Éditions Amsterdam, 2024, 272 pages, 19 euros.
L’auteur est sociologue et politisé. C’est en scientifique qu’il aborde le sujet, en s’appuyant sur des études et sur de nombreux écrits d’autres analystes. Pour se trouver sur de bonnes bases, pour bien se comprendre ou le mieux possible, il commence par définir les termes de « classes populaires », de « quartiers populaires » ou encore « ghetto ». Et puis, il s’aventure dans la « cité » ou, comme c’est nommé par les politiques institutionnelles, dans les « quartiers prioritaires de la villes », anciennement « zones urbaines sensibles ».
Pauvreté, précarité et manque de services publics
Qu’en est-il des a priori, des préjugés ou de nos certitudes sur ce que sont ces quartiers, sur les populations qui y vivent, sur leur histoire aussi depuis le milieu du 20e siècle, sur leur évolution au fil des années de crises économique et sociale ? Ainsi, on en apprend sur la mobilité ou pas des habitantEs, comparée aux quartiers en général, sur ce qui caractérise ces quartiers, sur leur niveau de violence (délinquance, criminelle, violence de genre…), finalement pas si différent du reste de la ville, avec des chiffres à l’appui.
Ce qui ressort, c’est la réalité de la pauvreté, des souffrances sociales liées à la précarité et à l’absence de services publics. C’est aussi la réalité de l’oppression raciste, des violences d’une société profondément injuste, de cette République qui méprise et rejette ces populations fragilisées.
Coopération et solidarité
Mais tout ne se résume pas aux difficultés. Car nous sommes très loin du monde décrit par le pouvoir ou par les conservateurs, vision souvent amplifiée par les médias dominants. Une propagande qui tente et réussit aussi à invisibiliser la réalité des inégalités, des rapports d’oppressions et les violences qui leur sont liées. En effet, la société est bien structurée profondément par une ségrégation de classe, une ségrégation scolaire de résidence, une ségrégation raciale, si la jeunesse notamment immigrée ou d’origine immigrée subit bien les violences répressives de la police et de la justice (cet ordre si cher aux Retailleau-Darmanin), il n’y a pas de coupure entre les quartiers populaires et le reste de la société, comme il n’y a pas il n’y a pas de territoire. Alors même si ces quartiers (en agglomération comme dans des villes moyennes ou petites) connaissent un niveau de vie plus difficile, cela n’empêche qu’ils restent évidemment des lieux de vie, avec leurs interactions de voisinages, leurs coopérations, avec leurs solidarités.
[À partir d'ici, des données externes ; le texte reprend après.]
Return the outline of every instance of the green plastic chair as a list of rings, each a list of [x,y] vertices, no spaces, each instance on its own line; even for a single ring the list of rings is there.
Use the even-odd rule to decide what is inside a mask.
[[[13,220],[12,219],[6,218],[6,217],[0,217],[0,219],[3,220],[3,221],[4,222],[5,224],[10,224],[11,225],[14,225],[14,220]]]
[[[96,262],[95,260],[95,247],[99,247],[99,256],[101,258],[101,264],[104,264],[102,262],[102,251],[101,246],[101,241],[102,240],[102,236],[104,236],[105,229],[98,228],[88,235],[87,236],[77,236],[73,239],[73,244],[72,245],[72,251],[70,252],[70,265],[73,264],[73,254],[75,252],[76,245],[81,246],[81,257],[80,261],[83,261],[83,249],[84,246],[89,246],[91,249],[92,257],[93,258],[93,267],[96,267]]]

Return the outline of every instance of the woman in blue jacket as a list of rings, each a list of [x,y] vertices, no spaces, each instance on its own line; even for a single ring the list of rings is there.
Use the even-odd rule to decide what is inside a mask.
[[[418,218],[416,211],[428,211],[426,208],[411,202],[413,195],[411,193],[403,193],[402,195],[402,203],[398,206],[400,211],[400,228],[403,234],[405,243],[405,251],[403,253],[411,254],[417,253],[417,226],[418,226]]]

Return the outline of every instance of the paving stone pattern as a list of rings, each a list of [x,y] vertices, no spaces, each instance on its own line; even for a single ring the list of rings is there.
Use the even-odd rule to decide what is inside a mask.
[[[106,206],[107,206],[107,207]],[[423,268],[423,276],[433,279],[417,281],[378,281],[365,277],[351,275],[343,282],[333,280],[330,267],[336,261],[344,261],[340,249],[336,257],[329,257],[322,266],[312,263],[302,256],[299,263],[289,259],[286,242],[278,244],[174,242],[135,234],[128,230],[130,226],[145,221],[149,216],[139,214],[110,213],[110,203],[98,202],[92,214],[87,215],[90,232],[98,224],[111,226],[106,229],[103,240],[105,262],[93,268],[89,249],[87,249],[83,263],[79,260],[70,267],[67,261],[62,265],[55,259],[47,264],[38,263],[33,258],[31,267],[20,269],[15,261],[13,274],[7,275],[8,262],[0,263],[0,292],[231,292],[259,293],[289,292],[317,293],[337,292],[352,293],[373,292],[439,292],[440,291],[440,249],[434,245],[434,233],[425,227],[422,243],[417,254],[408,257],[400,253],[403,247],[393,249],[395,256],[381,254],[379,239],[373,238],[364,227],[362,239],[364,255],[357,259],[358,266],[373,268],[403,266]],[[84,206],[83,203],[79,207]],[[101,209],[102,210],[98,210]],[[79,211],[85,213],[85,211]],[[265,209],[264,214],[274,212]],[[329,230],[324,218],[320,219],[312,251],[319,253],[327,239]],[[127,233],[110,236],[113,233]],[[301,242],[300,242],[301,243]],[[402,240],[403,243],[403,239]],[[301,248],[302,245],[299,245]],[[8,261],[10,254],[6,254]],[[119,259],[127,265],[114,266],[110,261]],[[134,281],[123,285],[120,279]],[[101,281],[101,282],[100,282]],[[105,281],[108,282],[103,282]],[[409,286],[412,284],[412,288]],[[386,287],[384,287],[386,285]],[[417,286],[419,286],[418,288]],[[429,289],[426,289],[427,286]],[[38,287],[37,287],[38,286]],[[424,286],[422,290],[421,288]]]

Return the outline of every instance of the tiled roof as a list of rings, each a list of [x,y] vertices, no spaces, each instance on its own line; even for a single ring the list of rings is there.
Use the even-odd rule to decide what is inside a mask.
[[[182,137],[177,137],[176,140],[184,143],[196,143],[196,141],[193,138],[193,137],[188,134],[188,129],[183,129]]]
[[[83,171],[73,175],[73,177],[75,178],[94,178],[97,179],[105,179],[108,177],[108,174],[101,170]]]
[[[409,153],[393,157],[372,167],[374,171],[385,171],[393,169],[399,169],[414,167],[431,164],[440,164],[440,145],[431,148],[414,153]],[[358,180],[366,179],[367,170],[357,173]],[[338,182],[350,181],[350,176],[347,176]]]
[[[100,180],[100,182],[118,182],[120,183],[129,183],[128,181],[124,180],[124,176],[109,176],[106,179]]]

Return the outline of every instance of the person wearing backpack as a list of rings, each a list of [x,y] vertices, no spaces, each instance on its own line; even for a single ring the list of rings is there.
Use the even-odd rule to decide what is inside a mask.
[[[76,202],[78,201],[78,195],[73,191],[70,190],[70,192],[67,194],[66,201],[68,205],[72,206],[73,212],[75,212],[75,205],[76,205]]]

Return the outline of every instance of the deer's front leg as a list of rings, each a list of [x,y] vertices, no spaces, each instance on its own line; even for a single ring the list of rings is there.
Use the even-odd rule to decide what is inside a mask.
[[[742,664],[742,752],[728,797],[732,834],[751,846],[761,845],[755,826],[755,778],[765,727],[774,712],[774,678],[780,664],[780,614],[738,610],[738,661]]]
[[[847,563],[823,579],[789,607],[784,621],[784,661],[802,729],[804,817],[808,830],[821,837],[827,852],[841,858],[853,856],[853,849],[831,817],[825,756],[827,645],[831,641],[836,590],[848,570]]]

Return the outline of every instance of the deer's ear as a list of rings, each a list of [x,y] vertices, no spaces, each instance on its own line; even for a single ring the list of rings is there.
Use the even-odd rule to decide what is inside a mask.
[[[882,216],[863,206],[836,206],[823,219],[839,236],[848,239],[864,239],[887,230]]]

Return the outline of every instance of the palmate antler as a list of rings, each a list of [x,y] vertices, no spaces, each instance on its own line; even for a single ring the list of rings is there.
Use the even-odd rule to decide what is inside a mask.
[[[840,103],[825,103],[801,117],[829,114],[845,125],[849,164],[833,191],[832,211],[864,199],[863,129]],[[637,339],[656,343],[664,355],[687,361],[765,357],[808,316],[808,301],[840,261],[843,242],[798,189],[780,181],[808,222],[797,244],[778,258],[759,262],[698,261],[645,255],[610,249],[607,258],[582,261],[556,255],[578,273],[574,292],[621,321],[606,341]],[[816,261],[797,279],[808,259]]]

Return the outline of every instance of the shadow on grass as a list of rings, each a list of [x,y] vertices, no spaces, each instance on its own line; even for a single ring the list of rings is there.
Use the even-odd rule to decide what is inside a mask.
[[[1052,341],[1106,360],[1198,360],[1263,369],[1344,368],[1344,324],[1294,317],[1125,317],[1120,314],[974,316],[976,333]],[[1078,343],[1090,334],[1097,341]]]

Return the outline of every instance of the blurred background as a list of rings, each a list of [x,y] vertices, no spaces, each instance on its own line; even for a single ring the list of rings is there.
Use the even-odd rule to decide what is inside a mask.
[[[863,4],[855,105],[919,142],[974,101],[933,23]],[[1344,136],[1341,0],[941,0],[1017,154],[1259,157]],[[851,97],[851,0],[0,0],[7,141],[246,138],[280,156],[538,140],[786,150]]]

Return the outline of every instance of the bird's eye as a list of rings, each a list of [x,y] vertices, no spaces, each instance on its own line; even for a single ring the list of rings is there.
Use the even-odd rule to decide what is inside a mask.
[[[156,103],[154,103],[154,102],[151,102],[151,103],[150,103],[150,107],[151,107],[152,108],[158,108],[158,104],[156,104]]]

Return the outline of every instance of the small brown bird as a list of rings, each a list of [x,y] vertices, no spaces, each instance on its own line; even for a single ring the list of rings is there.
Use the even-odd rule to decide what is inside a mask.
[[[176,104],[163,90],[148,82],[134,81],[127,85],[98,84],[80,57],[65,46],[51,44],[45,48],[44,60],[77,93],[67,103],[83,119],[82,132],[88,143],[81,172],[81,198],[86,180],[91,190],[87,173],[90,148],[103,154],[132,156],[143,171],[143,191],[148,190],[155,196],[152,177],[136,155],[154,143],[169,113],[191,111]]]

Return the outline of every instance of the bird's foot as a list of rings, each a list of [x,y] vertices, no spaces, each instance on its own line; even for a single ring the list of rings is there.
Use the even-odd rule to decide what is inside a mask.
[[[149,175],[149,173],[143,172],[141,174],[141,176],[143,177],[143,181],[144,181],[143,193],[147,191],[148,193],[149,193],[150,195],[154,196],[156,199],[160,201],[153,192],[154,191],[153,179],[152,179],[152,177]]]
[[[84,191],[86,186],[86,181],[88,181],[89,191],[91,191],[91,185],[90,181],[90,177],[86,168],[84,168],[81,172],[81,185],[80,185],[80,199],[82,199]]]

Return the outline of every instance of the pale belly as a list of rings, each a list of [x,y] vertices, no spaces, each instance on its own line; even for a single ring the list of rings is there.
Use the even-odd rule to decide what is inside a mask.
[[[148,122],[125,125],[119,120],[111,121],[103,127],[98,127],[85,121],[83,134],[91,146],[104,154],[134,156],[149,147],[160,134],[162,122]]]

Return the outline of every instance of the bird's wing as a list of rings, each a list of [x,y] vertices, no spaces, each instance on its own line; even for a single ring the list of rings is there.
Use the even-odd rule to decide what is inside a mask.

Critique des politiques mises en place
Dans la perspective d’améliorer la situation et surtout de permettre aux classes populaires de s’en sortir, l’auteur en vient à critiquer les politiques mises en place (programmes de rénovations urbaines, de développement de la « mixité sociale », de repeuplement) qui, en s’attaquant à la concentration de pauvreté (concept de la classe dangereuse) et non pas à la pauvreté elle-même et à ses causes, ne changent rien au final. Les solutions envisagées sont les luttes contre les injustices et inégalités sociales, les luttes antiracistes, pour un renforcement des services publics, une redistribution des richesses, l’élaboration d’une démocratie pour les habitantEs en leur donnant la possibilité de gérer leurs vies de quartiers, de renforcer les structures solidaires en autogestion.
Au bout du livre, en dévoilant les études et les chiffres, Pierre Gilbert nous permet d’avoir une réflexion plus poussée et une appréhension des difficultés ou des perspectives plus fines. Car même quand nous ne partageons pas les préjugés réactionnaires (mépris de classe ou raciste…) – surtout pas – nous nous apercevons que nous avons toujours un peu quelque part, parfois une vision simpliste ou caricaturale de la réalité, parfois des ignorances dont on prend conscience. Il est vrai que la propagande des classes dominantes, la pression énorme des idéologies xénophobes pèse dans la société, au fil des décennies de politiques ultralibérales. Donc un livre-outil très utile, pour comprendre et pour agir plus efficacement par les temps qui courent.